CBS grad students win big at 3MT

By Amy H. Carter

Thesis presentation competition tests communication, creativity

Three of the 10 finalists in the University of Georgia’s 13th Annual Three Minute Thesis (3MT) competition were graduate students in the Comparative Biomedical Sciences program of the College of Veterinary Medicine. Breanna Timani and Abarna Murugan made the finals with Jordan Parker, who was named runner-up in the final competition.

3MT is a professional international research communication competition developed by The University of Queensland, Australia. It requires contestants to explain their thesis or dissertation topic and its significance in three minutes or less using only a single static presentation slide. That’s roughly 450 spoken words and one static image to explain a document that takes years to produce, exceeding 75,000 written words and 100 pages.


Parker, a native of Marietta, is researching the movement of stem cells to sites of injury, with the goal of increasing their efficacy as an orthobiological therapy for horses. Her 3MT presentation was titled Stem Cells In: The Journey to Sites of Injury. Because she’s in her first year of research, she presented on the prospectus of her project. The presentation of that to her committee took an hour and a half and contained about 42 slides.

The challenge in distilling that down to three minutes was communicating the potential scientists think stem cells have to promote healing while highlighting the nuance of her research which examines how stem cells travel to injury cites to participate in wound repair. She accomplished that using a sci-fi/comic book theme for her speech and the accompanying single slide.

“I had lots of help editing from my fellow LAMS grad students, which I think was really critical to my success,” Parker says. “I was so honored to be able to represent the CVM’s CBS program in this competition and highlight some of the exciting veterinary research happening at UGA.”


Timani, who hails from Augusta, is a first-year master’s student who began her research last semester. “I currently study Zika virus adaptation to cell types lacking the surface receptors it normally uses for cell entry, as well as Zika adaptation to suboptimal, cooler temperatures,” she says. The title of her 3MT presentation was Zika: Coming to a Neighborhood Near You.

While boiling her research down to a three-minute presentation was difficult, Timani found it more difficult to tailor her presentation to a lay audience. The 3MT competition is staged before the public, so scholars are judged both on their creativity and their ability to explain their research in plain language.

Timani was challenged to choose wording that was easy for the public to understand without misrepresenting her research. “I had a hard time figuring out which details to leave out that wouldn’t be necessary for me to explain the project. It also took me a while to brainstorm what images I was going to use on my slide, because I wanted something that caught people’s attention but was also straightforward.”


Murugan, a third-year year Ph.D. student, graduated with her DVM from Tamil Nadu Veterinary and Animal Sciences University in Chennai, India, in 2021. “I ventured here for further studies,” she says.

Her research is centered on the early detection of Alzheimer’s Disease. Her presentation was titled The Road to Early Diagnosis of Alzheimer’s Disease. She says that numerous revisions and rehearsals with friends helped her condense her research to three minutes.

“I owe gratitude to the VETM 8001 – Research Communications course led by Dr. Kaori Sakamoto and Dr. Shannon Hostetter, where I had the opportunity to participate in the 3MT event in Spring 2022. Reflecting on past mistakes and feedback, I embarked on my preparation journey, with unwavering support from my friend Jaya, a master’s student in CBS, who patiently endured countless recitations.”

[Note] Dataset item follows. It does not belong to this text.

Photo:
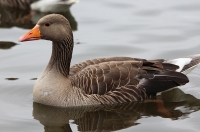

Support from friends and family back home was also crucial to her success, she says.

“I want to take some time to thank my friends and family from back home for providing a steadfast support system throughout, alongside the invaluable guidance of professors and colleagues, without whom this achievement would not have been possible. Last but not the least, I dedicate this to my Dad, who has constantly believed in me. I miss you, Dad!”